Et M. Goethe ? Hélas ! il ne sut jamais que les temps de la bourgeoisie allemande étaient venus. Une de ses dernières joies avait été d’apprendre que son fils avait un traitement de 1,200 thalers. L’année suivante, ses facultés baissèrent, et son irritabilité s’accrut d’autant. Deux attaques l’achevèrent.
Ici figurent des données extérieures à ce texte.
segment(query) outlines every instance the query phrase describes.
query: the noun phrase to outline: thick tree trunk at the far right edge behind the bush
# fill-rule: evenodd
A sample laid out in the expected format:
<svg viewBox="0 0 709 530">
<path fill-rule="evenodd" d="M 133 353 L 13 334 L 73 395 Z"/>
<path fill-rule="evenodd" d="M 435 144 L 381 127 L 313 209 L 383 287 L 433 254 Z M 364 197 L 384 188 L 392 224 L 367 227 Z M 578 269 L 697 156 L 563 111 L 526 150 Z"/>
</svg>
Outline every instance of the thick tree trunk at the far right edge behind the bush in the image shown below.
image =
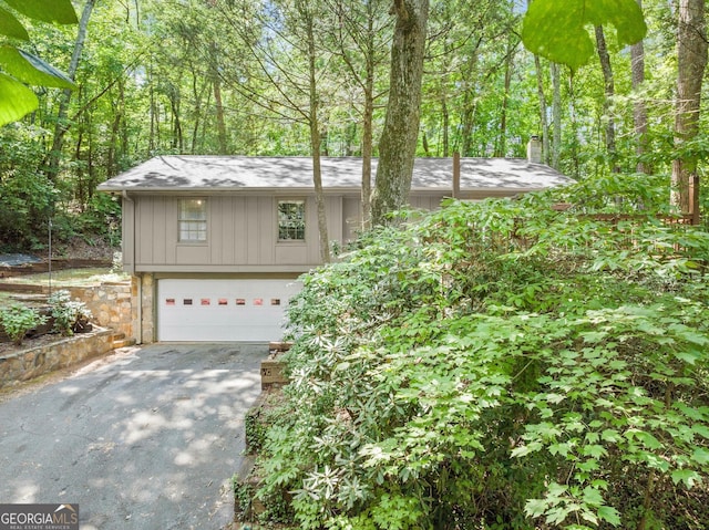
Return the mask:
<svg viewBox="0 0 709 530">
<path fill-rule="evenodd" d="M 675 147 L 681 150 L 699 132 L 701 82 L 707 67 L 707 22 L 705 0 L 679 0 L 677 31 L 677 102 Z M 689 181 L 697 170 L 697 157 L 677 155 L 672 160 L 670 202 L 682 212 L 689 211 Z"/>
</svg>

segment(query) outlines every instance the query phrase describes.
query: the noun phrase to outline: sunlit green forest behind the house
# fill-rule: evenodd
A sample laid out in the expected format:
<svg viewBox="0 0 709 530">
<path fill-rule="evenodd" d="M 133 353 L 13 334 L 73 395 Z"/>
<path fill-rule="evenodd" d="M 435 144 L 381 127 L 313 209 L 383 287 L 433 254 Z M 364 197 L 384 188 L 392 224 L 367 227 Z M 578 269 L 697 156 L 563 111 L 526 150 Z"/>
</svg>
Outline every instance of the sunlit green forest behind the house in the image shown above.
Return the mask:
<svg viewBox="0 0 709 530">
<path fill-rule="evenodd" d="M 522 45 L 526 2 L 431 2 L 417 156 L 521 157 L 538 135 L 544 162 L 576 179 L 669 175 L 678 156 L 701 173 L 706 127 L 679 144 L 674 133 L 680 3 L 645 1 L 633 46 L 597 27 L 594 55 L 572 70 Z M 120 205 L 95 187 L 156 155 L 309 156 L 314 122 L 325 156 L 379 154 L 390 1 L 75 9 L 78 25 L 23 19 L 28 51 L 76 90 L 38 87 L 39 108 L 0 129 L 4 249 L 43 248 L 50 219 L 58 240 L 116 245 Z"/>
</svg>

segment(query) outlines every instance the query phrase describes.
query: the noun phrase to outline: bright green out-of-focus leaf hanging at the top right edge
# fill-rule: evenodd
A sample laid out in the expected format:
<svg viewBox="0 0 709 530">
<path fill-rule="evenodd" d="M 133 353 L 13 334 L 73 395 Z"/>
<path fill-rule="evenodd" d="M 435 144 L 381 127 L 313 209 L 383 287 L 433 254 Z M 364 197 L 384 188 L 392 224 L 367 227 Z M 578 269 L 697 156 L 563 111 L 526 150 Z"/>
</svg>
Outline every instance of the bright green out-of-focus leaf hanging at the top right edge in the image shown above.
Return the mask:
<svg viewBox="0 0 709 530">
<path fill-rule="evenodd" d="M 635 0 L 535 0 L 523 21 L 527 50 L 577 70 L 595 51 L 587 27 L 613 24 L 620 44 L 640 41 L 647 25 Z"/>
</svg>

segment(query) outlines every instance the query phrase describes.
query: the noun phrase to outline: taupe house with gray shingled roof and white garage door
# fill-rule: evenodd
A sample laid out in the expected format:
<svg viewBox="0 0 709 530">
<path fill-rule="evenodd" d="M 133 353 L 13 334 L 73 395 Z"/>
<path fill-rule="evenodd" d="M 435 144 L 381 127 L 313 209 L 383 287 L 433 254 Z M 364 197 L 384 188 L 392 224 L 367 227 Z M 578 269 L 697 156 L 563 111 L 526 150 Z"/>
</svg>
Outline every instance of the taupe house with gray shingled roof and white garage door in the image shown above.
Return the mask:
<svg viewBox="0 0 709 530">
<path fill-rule="evenodd" d="M 502 158 L 461 158 L 453 180 L 452 158 L 417 159 L 411 206 L 569 181 L 547 166 Z M 346 242 L 361 218 L 361 159 L 322 158 L 322 185 L 328 236 Z M 281 337 L 297 278 L 320 264 L 311 158 L 158 156 L 99 190 L 122 197 L 138 342 Z"/>
</svg>

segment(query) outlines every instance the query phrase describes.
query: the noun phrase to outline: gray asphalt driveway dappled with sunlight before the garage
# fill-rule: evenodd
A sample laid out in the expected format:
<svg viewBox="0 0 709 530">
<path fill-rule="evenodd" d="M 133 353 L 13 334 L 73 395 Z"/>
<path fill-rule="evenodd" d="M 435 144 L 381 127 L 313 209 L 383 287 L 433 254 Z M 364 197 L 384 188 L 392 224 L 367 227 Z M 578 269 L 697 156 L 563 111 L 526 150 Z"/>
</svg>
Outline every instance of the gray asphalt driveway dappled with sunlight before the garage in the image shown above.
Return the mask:
<svg viewBox="0 0 709 530">
<path fill-rule="evenodd" d="M 82 530 L 224 528 L 267 354 L 136 347 L 3 399 L 0 503 L 76 502 Z"/>
</svg>

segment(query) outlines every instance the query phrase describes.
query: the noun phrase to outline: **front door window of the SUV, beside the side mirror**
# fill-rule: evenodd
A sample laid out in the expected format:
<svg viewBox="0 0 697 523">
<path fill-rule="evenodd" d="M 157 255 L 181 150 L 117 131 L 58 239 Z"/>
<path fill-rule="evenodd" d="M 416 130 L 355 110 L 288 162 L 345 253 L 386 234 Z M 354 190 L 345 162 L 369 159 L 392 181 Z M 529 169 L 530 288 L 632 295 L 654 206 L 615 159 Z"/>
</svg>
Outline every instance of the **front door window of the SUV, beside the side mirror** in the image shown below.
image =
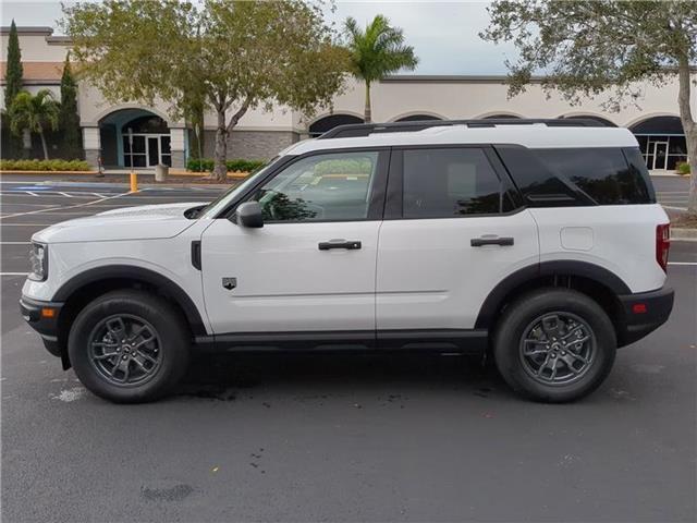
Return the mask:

Il traîna jusqu’au printemps de 1782, hébété et paralysé, et mourut enfin le 25 mai. — « Ma maison, écrit Mme Goethe à la duchesse, est maintenant silencieuse et vide comme un cimetière, — quelle différence avec autrefois ! — Mais rien ne demeure immobile dans la nature entière ; tout change incessamment, — comment m’imaginer que je suis une exception ? — Non, Mme Aia n’a pas des idées aussi absurdes. » Elle ne songea plus qu’à revoir son fils, et c’est ici que l’histoire devient mélancolique.


V

En 1779, Goethe avait été ramené dans sa patrie par « son duc. » Il y avait reçu un accueil bien doux pour un cœur justement orgueilleux. Avant Weimar et ses honneurs, les gros bourgeois de Francfort trouvaient le petit-fils de l’aubergiste du Saule un trop petit compagnon, malgré sa gloire littéraire, pour épouser leurs filles. Il ne s’était écoulé que quatre ans, et l’Excellence en herbe planait au-dessus des plus gros bourgeois, dans les cercles nobles pour lesquels il était jadis comme s’il n’existait pas. Werther avait sa revanche de la soirée chez le comte de C*** et des mépris de la « très noble dame de S*** avec M. son époux et leur oison de fille. » Mme Aia ne manque pas de le constater dans une de ses lettres à la duchesse : « On ferait une jolie pièce sur le beau chambellan von Wedel[1] et M. le conseiller privé Goethe dans le monde ; comment nos très nobles demoiselles Oisons se pavanaient et tâchaient de faire des conquêtes ; comment ça n’a pas réussi, etc. »

Francfort avait mérité son pardon. Goethe lui garda pourtant rancune des mauvais jours de sa jeunesse, et il fut longtemps

  1. Le chambellan qui accompagnait le duc.